It's been a minute, but consider this my official welcome back into the blogesphere and what I am doing next.
As some of you know I moved to NYC about 7 months ago ready to start my new job, and legit press on the blogging pedal with full force. However, that's not quite how things worked out.
When I moved I moved into my sister Kennady's apartment with the hopes of finding my own within a month so that Ben (husband) could come out and meet me there, and we wouldn't have to spend that much time apart. Well one month turned into two and things just kept happening and long story short he came about 3 months later. Fast forward and he is here.
Long story short I had a gap in blogging and Instagramming during this time and I really kind of lost myself. I felt that I had to work ten times harder to try to be someone I am not, and compete with girls who have done this for years. Now don't get me wrong...I think a little competition is always a good thing, but I started comparing every little inch of who I was to someone else. When I started my blog/Instagram I really wanted to be someone who people felt was real, open, and honest about struggles. Someone people could relate to. In the beginning of my blog I really felt like I did a great job at that...I told people my honest thought of beauty products, my struggle with hair loss and auto-immune disease and then I fell into the trap and became another girl who posts pictures of herself with witty captions that has no substance to what I was saying. I was so frustrated as to why I wasn't growing I mean I was doing what everyone else did why wasn't I seeing success. Well ding ding ding. It wasn't until my mom and hubs were saying you weren't supposed to do what everyone else does. Wow.
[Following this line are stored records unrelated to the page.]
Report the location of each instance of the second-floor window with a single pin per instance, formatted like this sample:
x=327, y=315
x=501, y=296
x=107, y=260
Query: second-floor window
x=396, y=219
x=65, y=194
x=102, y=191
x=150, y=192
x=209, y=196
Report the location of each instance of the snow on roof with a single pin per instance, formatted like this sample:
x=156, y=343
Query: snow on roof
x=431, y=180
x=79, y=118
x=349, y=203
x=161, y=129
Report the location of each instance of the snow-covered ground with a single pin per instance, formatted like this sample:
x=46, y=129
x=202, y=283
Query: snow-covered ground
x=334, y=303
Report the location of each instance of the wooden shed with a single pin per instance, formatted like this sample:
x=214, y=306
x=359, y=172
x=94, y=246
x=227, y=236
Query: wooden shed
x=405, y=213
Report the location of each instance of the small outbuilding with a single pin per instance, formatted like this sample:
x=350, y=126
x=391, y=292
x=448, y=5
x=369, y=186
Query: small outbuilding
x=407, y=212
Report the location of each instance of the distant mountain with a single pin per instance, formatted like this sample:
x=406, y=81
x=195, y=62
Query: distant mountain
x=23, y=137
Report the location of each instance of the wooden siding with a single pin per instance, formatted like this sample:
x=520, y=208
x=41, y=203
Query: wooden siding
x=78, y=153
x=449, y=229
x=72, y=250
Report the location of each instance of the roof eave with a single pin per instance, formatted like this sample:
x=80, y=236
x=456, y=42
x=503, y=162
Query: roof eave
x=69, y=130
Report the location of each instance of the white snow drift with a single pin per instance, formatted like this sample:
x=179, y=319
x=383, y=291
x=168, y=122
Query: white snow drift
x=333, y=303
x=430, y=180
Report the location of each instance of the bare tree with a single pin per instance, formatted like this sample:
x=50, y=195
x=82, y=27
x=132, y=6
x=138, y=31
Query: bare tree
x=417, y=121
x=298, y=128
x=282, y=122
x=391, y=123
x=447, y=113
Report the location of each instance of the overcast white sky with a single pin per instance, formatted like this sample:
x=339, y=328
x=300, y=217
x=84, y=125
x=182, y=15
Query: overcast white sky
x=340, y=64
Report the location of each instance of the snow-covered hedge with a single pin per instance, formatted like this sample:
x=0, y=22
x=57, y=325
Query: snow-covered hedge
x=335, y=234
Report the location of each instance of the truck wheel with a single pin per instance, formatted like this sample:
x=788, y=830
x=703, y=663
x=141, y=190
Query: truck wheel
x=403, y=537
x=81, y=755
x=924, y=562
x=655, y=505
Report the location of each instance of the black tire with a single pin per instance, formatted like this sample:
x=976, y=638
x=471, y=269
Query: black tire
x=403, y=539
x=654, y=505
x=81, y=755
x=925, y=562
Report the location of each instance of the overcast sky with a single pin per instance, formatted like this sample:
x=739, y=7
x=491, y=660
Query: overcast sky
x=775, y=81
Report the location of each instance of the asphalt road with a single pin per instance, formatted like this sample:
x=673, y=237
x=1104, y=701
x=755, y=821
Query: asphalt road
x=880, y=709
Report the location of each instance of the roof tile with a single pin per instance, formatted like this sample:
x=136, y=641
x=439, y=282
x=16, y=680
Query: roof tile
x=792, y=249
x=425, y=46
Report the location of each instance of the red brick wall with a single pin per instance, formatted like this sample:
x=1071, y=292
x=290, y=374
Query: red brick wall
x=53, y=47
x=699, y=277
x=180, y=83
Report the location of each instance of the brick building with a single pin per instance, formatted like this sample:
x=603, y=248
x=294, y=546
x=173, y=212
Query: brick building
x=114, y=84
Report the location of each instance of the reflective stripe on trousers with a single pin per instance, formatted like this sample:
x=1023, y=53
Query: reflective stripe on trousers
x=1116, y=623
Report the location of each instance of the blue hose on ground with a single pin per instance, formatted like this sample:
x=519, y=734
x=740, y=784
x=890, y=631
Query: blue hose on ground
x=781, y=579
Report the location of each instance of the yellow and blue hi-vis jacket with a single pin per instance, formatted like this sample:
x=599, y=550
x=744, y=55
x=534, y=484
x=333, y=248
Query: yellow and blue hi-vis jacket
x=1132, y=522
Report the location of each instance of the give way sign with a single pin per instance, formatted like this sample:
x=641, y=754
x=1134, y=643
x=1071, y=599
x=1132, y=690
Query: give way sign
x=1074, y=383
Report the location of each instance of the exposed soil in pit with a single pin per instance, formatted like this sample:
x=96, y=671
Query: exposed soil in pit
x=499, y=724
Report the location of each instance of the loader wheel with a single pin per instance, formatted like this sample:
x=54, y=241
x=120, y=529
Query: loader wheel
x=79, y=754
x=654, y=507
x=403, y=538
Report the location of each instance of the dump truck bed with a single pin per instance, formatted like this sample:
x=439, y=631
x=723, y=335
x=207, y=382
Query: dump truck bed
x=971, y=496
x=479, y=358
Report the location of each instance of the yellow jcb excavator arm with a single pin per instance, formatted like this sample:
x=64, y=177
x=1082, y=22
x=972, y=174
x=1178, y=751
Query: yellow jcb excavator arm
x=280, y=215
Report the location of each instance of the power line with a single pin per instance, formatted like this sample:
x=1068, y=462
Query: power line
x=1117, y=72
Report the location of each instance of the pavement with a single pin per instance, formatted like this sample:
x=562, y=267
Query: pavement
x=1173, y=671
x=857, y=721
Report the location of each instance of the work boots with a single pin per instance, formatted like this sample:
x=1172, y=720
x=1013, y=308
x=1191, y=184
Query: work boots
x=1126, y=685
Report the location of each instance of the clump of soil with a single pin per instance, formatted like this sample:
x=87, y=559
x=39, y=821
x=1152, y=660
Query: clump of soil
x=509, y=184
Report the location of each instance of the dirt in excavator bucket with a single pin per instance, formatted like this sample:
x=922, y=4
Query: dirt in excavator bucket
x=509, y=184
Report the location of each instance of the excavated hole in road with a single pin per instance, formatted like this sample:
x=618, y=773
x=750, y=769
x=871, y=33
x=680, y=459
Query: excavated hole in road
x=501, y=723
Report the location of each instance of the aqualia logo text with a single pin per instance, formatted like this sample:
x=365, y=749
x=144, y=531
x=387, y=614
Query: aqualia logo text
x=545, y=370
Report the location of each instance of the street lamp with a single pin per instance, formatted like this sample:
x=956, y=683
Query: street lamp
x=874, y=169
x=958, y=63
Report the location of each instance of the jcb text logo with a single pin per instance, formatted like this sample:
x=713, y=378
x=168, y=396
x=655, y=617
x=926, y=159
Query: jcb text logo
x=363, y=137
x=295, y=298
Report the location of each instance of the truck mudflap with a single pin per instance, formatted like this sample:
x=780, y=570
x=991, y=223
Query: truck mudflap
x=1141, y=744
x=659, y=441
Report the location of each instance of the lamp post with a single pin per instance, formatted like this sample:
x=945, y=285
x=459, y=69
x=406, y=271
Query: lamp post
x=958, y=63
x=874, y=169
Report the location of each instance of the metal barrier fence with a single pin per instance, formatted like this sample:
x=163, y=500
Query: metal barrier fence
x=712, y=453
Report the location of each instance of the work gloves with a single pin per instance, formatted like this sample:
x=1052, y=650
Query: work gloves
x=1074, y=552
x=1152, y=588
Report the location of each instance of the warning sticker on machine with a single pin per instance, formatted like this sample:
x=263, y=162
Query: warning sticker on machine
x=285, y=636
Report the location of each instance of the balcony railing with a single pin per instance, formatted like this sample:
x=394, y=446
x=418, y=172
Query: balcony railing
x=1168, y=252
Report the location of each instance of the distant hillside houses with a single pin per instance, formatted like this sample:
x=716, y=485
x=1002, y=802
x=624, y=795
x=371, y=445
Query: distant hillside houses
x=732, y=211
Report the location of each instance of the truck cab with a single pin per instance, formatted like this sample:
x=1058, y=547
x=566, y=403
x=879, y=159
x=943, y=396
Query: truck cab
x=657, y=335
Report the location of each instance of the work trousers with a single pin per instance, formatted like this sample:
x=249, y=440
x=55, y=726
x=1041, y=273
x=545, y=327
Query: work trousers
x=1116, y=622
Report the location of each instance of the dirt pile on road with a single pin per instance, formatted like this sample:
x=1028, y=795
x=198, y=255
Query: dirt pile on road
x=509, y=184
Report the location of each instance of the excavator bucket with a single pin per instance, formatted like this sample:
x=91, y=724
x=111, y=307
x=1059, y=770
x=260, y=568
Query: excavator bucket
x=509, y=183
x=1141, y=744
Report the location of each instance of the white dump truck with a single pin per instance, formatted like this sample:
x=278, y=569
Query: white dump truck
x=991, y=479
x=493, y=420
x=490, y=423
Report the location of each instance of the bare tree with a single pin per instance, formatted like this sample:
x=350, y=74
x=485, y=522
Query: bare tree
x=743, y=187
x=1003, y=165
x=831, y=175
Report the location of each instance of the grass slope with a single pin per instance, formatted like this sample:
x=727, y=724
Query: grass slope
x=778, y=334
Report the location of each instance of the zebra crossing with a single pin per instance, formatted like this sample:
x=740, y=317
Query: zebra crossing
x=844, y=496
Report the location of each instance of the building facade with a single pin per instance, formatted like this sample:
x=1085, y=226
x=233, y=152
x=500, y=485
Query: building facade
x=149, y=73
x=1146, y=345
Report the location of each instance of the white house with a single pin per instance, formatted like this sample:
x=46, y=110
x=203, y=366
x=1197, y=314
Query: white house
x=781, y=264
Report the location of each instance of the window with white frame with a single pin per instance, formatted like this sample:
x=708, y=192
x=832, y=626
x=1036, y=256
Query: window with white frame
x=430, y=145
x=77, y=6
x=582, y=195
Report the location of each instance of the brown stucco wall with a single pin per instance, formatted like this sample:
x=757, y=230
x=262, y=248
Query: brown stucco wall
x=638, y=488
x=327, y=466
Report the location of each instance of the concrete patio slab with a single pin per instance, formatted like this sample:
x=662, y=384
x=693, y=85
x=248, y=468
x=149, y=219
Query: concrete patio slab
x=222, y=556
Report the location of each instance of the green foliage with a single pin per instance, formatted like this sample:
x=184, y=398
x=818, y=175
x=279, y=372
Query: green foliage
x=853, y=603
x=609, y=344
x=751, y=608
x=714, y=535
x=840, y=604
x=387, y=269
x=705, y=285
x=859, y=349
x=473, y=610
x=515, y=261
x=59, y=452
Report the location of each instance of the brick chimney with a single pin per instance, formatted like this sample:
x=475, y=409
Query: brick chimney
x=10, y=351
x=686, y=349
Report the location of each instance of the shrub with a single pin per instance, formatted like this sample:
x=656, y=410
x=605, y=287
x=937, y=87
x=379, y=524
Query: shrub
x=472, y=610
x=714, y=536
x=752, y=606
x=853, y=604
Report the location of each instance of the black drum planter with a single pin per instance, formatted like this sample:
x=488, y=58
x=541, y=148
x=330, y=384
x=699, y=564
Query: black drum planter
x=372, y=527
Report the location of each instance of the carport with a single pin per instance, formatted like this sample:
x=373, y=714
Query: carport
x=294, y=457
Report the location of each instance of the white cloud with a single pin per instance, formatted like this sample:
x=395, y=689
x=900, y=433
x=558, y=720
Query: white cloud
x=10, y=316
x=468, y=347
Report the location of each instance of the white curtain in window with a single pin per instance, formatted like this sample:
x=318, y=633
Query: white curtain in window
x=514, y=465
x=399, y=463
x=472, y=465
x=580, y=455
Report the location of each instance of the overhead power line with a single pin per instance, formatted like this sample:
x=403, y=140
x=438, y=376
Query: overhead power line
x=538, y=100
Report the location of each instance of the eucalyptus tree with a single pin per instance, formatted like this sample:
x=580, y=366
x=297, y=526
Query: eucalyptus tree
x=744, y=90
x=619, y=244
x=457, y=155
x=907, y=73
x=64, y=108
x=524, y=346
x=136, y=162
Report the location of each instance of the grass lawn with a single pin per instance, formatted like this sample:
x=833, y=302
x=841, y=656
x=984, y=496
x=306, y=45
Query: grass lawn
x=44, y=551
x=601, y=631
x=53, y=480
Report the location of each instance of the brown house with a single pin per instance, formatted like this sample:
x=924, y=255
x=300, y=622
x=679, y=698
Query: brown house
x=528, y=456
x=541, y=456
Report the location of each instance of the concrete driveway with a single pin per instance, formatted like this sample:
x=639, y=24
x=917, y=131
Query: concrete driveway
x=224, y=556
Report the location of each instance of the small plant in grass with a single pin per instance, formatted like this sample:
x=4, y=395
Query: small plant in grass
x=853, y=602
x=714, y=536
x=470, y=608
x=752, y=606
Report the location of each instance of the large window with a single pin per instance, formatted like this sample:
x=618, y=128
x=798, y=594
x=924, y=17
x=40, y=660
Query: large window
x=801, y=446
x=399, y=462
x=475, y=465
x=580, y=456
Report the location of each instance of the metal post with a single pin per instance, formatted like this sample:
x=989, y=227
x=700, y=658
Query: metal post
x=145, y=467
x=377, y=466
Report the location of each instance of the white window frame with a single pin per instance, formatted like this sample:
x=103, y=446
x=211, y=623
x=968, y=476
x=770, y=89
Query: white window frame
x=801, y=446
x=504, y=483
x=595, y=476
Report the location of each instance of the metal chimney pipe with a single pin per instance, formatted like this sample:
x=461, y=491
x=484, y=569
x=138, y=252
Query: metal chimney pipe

That hit me like a ton of bricks. You're right I was meant to talk about beauty and help people feel the most beautiful they possibly could, and not feel like they virtually hated me for being in a new country every day and posting unrealistic photoshopped pictures of themselves in expensive clothes that to be honest they probably wear with the tags on and return after.. (i work retail 😉 )
Now I would never not support a woman in her endeavors or what was making her happy, and what she was doing as a career. I think a lot of the things bloggers and influencers do are amazing, I also think a lot of it isn't but that doesn't mean I will be any less supportive. I simply was not happy with that life and trying to keep up. I felt like I was using a platform and being so vacant and thoughtless as I was posting. It became almost a drag to post and figure out what to do.
So with that being said....here is to the re-launch of Madzzy a beauty encyclopedia coming with podcasts interviews, reviews, raw honest things that I have struggled with, and at the end of the day being 100% real.
Thanks for reading my rant. I am so excited. Let's do this.